Second example: today any wealthy individual can take $1 million and go to a prime broker and leverage this amount three times; then the resulting $4 million ($1 equity and $3 debt) can be invested in a fund of funds that will in turn leverage these $4 millions three or four times and invest them in a hedge fund; then the hedge fund will take these funds and leverage them three or four times and buy some very junior tranche of a CDO that is itself levered nine or ten times. At the end of this credit chain, the initial $1 million of equity becomes a $100 million investment out of which $99 million is debt (leverage) and only $1 million is equity.

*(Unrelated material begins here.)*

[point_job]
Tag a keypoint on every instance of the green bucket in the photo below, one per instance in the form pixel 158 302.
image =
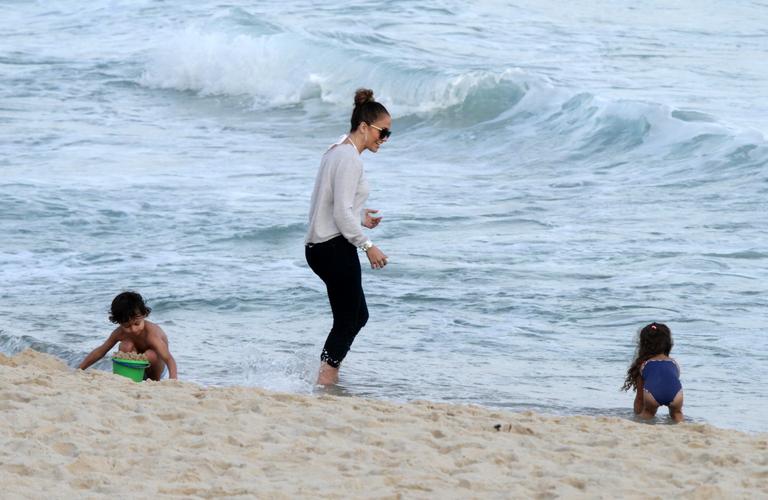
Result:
pixel 131 368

So we got an overall leverage ratio of 100 to 1. Then, even a small 1% fall in the price of the final investment (CDO) wipes out the initial capital and creates a chain of margin calls that unravel this debt house of cards. This unraveling of a Minskian Ponzi credit scheme is exactly what is happening right now in financial markets. 

So combine an opaque and unregulated global financial system where moderate levels of leverage by individual investors pile up into leverage ratios of 100 plus; and add to this toxic mix investments in the most uncertain, obscure, misrated, mispriced, complex, esoteric credit derivatives (CDOs of CDOs of CDOs and the entire other alphabet of credit instruments) that no investor can properly price; then you have created a financial monster that eventually leads to uncertainty, panic, market seizure, liquidity crunch, credit crunch, systemic risk and economic hard landing. The last two asset and credit bubbles in the US – the S&L real estate bubble and bust of the late 1980s and the tech stock bubble of the late 1990s – ended up in painful recessions. The latest credit and asset bubble was much bigger: housing, mortgages, credit, private equity and LBOs, credit derivatives, corporate re-leveraging. So, the current bust and de-leveraging of the financial system is likely to lead to another painful economic hard landing."